Ayer los trabajadores de Acodike, Ducsa y Riogas efectuaron un paro de cuatro horas y hoy trabajan a reglamento –no realizan horas extras- y en las centrales telefónicas de esas empresas ya admiten que comenzaron a tener problemas para entregar las garrafas.
EL PAÍS digital entró en contacto con esas tres distribuidoras y también con Megal, empresa que no participa del conflicto. En Riogas no toman pedidos desde la 11 de la mañana; Acodike entrega solo en Reducto y el Centro; Ducsa no recibe pedidos y recomienda a sus clientes retirar las garrafas directamente en sus centros de distribución; y Megal entrega en el Centro pero en Pocitos, Punta Carretas y Parque rodó no lo hace.
En las empresas sostienen que es posible que la situación se agrave en las próximas horas.
TRABAJADORES. En tanto, los trabajadores del supergás afirman que ayer pararon solamente cuatro horas y definieron para hoy trabajar a reglamento (no hacer horas extras), por lo que hoy el suministro de garrafas se realiza con normalidad, aunque "se puede atrasar un poco", indicó a EL PAÍS digital Renzo Bonetti, dirigente de la Federación Uruguaya de Empleados de Comercio e Industria (Fueci), que nuclea a estos funcionarios.
Ayer el abastecimiento se vio perjudicado, pero según Bonetti, "los empresarios sacaron el tema a los medios para hacer ruido y desatendieron los servicios". "Decían que había demoras de cuatro horas, cuando en realidad había camionetas estacionadas con supergás por todos lados que no estaban atendiendo al público", disparó.

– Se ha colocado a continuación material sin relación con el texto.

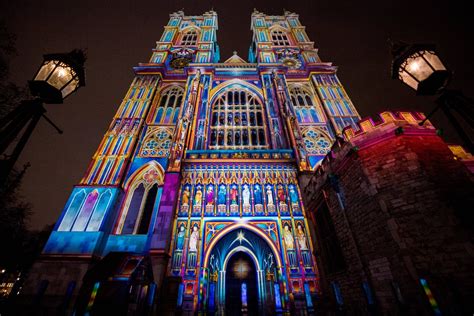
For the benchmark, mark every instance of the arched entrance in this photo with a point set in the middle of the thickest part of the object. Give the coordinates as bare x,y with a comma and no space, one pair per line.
241,251
241,285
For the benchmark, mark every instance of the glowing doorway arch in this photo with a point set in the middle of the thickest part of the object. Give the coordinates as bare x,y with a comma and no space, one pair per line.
241,238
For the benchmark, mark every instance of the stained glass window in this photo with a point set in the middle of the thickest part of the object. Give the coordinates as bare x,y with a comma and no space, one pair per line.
237,121
279,38
303,101
168,105
142,196
189,38
316,141
157,143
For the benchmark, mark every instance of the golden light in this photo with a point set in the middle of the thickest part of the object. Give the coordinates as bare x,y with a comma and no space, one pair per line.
420,68
59,76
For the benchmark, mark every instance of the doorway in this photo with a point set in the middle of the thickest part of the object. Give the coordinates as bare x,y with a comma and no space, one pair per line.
241,290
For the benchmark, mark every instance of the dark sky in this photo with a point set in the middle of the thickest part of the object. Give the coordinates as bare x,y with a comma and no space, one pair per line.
119,34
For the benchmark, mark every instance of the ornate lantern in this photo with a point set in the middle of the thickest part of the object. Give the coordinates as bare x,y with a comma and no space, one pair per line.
59,76
419,67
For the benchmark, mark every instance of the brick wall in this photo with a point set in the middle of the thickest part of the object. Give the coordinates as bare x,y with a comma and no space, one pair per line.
401,206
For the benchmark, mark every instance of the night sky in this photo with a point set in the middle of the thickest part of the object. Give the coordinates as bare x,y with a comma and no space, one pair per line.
120,34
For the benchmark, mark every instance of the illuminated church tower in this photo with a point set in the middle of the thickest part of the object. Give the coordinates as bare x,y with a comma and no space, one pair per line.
192,200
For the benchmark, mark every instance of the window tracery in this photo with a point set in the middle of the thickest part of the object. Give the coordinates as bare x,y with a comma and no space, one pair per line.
316,141
189,38
280,38
237,121
142,196
303,102
157,143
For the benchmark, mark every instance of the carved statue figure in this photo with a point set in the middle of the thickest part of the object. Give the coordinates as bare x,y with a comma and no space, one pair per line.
186,196
293,195
193,240
210,195
180,238
288,237
246,195
257,194
198,197
233,194
301,238
269,195
281,194
221,196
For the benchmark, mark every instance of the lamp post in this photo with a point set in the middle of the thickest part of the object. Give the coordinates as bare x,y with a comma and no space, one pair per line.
58,76
419,67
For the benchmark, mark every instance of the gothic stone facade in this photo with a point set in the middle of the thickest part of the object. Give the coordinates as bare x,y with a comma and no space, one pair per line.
195,183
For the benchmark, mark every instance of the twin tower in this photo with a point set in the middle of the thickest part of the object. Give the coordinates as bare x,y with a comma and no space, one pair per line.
192,200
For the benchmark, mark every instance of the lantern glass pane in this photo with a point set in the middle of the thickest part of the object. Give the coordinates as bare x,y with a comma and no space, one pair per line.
61,76
67,90
408,80
434,60
45,70
418,67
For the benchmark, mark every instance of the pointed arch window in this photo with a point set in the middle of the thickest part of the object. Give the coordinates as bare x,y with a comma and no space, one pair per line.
189,38
305,107
237,121
280,38
168,105
142,199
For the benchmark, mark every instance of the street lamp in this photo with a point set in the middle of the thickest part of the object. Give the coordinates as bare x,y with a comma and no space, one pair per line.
419,67
59,76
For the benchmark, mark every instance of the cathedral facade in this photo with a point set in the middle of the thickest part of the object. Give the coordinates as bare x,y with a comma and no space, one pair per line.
196,180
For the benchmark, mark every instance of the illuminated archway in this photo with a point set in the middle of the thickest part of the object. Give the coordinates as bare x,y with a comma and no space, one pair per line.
231,241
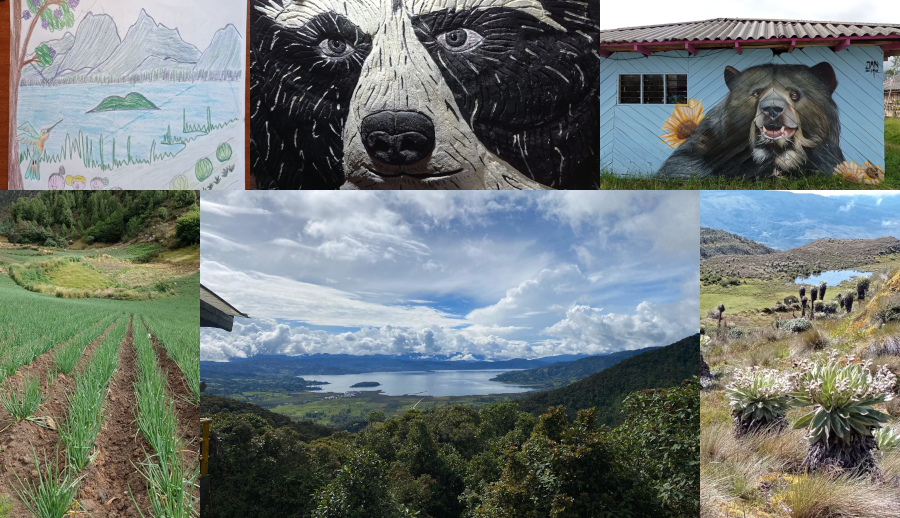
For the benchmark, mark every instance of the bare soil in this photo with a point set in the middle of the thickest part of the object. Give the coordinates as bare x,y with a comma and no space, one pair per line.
188,414
17,441
105,488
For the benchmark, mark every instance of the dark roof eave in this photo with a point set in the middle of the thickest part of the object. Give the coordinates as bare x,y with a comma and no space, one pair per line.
605,45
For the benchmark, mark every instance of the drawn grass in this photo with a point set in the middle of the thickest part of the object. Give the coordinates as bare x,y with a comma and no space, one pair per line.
83,147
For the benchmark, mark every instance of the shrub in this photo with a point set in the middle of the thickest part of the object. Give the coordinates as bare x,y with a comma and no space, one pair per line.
843,395
187,227
223,152
183,198
797,325
759,399
203,169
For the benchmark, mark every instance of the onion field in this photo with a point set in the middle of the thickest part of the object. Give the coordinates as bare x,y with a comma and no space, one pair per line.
99,404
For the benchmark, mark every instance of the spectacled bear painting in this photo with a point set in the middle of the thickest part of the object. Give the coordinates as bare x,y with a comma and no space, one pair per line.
405,94
776,120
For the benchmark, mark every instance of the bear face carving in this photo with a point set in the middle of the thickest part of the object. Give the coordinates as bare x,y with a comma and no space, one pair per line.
463,94
775,120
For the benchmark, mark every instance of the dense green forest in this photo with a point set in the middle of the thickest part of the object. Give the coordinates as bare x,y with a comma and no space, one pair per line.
458,462
62,218
306,430
561,374
658,368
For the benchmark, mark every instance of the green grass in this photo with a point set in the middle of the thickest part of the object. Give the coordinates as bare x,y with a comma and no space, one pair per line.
53,495
78,275
21,404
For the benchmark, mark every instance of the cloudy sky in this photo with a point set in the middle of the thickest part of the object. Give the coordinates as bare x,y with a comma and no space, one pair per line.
467,275
651,12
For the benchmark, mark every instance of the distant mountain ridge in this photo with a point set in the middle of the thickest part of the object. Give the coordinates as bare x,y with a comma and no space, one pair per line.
563,373
149,51
279,365
660,368
786,220
715,242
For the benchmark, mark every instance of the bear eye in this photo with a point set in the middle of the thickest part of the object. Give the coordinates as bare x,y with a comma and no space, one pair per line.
335,48
460,40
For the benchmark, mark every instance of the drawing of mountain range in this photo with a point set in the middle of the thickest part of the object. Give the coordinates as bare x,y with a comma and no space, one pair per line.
149,52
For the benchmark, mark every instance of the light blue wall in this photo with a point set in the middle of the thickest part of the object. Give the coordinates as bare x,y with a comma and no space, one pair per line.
630,134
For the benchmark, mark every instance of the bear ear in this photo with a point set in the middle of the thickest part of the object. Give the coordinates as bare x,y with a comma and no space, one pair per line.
825,73
731,74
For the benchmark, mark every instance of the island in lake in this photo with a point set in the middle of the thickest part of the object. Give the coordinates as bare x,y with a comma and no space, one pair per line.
132,101
365,384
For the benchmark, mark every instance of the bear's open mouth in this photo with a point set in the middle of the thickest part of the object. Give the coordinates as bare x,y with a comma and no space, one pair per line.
776,133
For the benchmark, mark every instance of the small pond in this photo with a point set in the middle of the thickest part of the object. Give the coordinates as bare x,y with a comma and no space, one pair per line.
831,277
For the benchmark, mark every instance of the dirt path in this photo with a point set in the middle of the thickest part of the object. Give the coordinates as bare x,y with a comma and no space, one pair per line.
16,441
188,414
105,488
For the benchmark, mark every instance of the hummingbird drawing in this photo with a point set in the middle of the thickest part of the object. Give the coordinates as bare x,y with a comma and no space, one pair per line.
34,140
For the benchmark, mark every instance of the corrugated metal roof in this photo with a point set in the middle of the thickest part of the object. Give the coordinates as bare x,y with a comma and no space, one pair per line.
206,295
745,29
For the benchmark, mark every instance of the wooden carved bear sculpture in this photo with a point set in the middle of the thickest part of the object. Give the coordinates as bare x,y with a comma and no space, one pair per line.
393,94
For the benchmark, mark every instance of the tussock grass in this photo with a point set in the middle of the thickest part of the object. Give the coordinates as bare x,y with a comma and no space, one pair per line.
819,496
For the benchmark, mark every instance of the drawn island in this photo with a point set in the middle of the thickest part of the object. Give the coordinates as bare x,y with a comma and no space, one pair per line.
132,101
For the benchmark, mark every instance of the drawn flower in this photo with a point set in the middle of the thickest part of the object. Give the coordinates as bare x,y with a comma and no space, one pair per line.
681,125
869,174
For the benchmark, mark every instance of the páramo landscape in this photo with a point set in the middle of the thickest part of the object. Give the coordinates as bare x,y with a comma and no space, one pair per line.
99,365
800,305
450,355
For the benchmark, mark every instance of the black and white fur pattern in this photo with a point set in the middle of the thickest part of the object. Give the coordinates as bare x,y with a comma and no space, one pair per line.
509,86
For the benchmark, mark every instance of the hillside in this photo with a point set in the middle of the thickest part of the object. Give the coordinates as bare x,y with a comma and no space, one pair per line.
715,242
660,368
308,431
561,374
817,256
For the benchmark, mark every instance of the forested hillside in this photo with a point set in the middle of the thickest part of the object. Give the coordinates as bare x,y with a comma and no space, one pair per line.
78,219
660,368
457,462
561,374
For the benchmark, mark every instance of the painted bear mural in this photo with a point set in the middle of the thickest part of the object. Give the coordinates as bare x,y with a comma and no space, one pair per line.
392,94
775,120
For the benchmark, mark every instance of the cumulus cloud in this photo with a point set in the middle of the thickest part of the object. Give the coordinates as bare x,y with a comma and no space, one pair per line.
589,330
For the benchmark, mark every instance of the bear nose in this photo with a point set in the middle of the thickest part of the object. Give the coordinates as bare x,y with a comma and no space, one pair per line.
397,137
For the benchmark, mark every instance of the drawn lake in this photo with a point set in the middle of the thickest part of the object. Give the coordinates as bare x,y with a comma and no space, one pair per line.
434,383
174,100
831,277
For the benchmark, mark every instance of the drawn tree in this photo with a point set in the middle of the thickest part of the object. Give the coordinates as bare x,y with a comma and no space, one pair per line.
53,15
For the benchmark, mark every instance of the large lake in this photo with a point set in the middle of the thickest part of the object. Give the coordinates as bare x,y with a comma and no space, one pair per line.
831,277
433,383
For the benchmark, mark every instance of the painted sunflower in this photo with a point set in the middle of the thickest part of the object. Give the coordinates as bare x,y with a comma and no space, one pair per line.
681,125
869,173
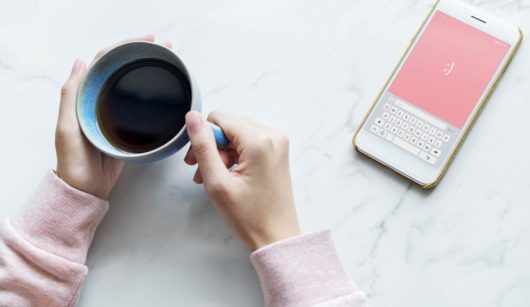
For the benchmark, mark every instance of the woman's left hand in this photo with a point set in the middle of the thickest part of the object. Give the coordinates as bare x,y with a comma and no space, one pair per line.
80,164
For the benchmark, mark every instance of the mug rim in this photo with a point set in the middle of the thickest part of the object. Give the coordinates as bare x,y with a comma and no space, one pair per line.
125,155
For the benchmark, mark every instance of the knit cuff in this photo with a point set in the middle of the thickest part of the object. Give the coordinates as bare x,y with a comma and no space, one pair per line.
60,219
301,271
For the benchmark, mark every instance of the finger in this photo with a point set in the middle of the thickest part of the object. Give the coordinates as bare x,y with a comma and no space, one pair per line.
238,129
67,120
197,178
205,150
146,38
190,158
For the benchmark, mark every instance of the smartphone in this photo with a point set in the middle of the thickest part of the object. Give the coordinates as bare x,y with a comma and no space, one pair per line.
428,105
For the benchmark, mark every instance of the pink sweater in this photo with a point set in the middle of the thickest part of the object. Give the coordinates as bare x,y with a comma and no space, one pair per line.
44,248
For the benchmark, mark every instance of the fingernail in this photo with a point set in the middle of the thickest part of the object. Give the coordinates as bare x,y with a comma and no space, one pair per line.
76,67
194,121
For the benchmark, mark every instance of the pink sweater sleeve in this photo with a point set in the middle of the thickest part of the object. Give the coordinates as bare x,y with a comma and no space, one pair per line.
305,271
43,249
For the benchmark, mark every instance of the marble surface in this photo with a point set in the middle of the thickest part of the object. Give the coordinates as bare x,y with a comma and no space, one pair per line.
310,68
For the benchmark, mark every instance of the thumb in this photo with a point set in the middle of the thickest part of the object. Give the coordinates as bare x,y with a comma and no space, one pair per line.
205,151
67,116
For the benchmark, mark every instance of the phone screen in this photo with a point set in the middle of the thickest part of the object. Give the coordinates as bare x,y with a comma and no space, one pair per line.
438,87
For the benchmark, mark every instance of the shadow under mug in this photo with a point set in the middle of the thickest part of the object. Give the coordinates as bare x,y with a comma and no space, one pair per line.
102,70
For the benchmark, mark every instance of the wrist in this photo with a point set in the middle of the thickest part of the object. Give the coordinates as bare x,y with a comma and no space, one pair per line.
269,237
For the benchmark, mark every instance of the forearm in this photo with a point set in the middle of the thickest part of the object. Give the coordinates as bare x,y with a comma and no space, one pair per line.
44,247
305,271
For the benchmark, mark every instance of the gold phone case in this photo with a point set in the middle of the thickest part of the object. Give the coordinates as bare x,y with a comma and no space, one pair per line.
473,119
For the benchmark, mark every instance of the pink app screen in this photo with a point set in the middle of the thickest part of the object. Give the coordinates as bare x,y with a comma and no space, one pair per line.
449,69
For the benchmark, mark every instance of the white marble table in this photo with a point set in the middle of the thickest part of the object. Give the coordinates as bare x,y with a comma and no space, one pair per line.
310,68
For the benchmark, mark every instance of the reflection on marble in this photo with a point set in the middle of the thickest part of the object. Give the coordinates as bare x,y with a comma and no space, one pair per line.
310,68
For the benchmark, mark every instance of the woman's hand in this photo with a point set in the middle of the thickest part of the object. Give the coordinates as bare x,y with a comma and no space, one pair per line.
79,163
249,183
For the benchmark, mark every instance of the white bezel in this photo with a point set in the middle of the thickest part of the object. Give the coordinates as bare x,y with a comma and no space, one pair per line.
403,162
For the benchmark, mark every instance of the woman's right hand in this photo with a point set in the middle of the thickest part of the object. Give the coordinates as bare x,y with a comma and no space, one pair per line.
249,182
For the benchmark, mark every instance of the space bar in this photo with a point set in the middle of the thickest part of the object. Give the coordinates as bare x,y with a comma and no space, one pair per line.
408,147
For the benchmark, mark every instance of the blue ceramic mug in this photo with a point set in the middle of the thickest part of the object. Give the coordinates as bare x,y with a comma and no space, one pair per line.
102,70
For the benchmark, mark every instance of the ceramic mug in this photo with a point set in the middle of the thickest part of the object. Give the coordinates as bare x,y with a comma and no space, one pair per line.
102,70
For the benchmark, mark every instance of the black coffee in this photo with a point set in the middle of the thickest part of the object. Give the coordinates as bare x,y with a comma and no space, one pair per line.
143,105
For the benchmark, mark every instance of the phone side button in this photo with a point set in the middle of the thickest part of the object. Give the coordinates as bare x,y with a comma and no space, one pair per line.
426,157
406,146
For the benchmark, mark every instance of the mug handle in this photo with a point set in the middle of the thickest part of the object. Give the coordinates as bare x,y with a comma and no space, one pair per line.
220,137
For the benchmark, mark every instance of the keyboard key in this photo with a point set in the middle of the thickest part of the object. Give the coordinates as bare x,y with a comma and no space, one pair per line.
427,157
432,131
406,146
436,152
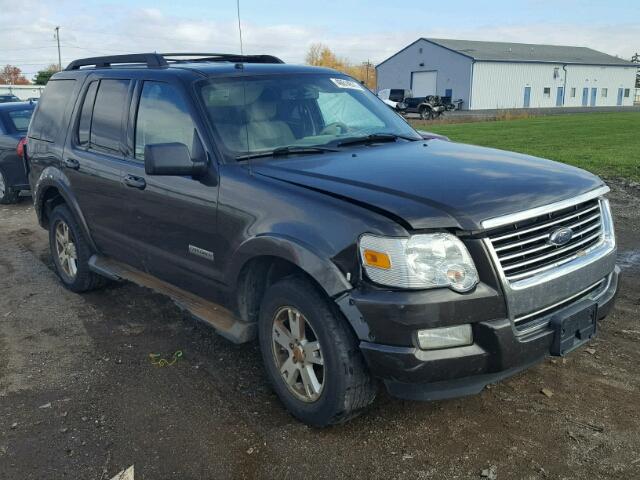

Para Bonetti, "los empresarios quisieron presionar al sindicato" porque "no tienen muchas ganas de arreglar nada".
Es que el sindicato se reunió en una tripartita, con empresarios y el director de Trabajo, Luis Romero, pero no hubo avances. Según El Espectador, la reunión fue calificada como positiva por las partes. Además, el director nacional de Trabajo, Luis Romero, citará este miércoles a las empresas para trasmitirles las propuestas de los trabajadores.
Los trabajadores no reclaman aumentos salariales, sino que afirman que este aspecto "va a quedar para los consejos de salarios".
Bonetti manifestó que "el problema central" es en los llamados fiscales. Hay dos, uno en la planta de Acodike y otro en la de Riogas; se encargan de determinar la entrada y salida de envases y la compra de kilos de gas necesaria para que la planta funcione, explicó el dirigente.
Los trabajadores reclaman la contratación de dos más (uno para cada empresa) y que se mantengan sus categorías, ya que preocupa que muchas veces estas tareas las hacen los porteros.
"El otro día había un trabajador que no era fiscal y no controló la compra de gas que tenía que hacer de Riogas a Ancap y la bomba siguió pasando aire. Eso es un incidente menor, pero son descuidos que pueden llevar a accidentes de trabajo", contó Bonetti.
Luego, narró otro hecho irregular: "Una persona que no es idónea en el tema, el domingo operó en la planta de Acodike y hoy le faltaron unos 60.000 kilos de gas. No hace toda la función, porque es bastante complejo el trabajo, hacen parte del trámite".
El dirigente sindical mencionó que en el organigrama de la empresa, el fiscal figura en "un lugar importante, después del gerente técnico", pero ahora las empresas, dijo, "no saben cómo explicar todo esto".
Además de sumar fiscales "reales", los trabajadores también exigen mejores condiciones laborales, porque "las que tenemos son lamentables", comentó Bonetti. "El lugar de trabajo de los fiscales da lástima; no se cumple con las condiciones mínimas de trabajo", señaló.
"Nosotros tenemos voluntad para resolver esto; depende de los empresarios", culminó.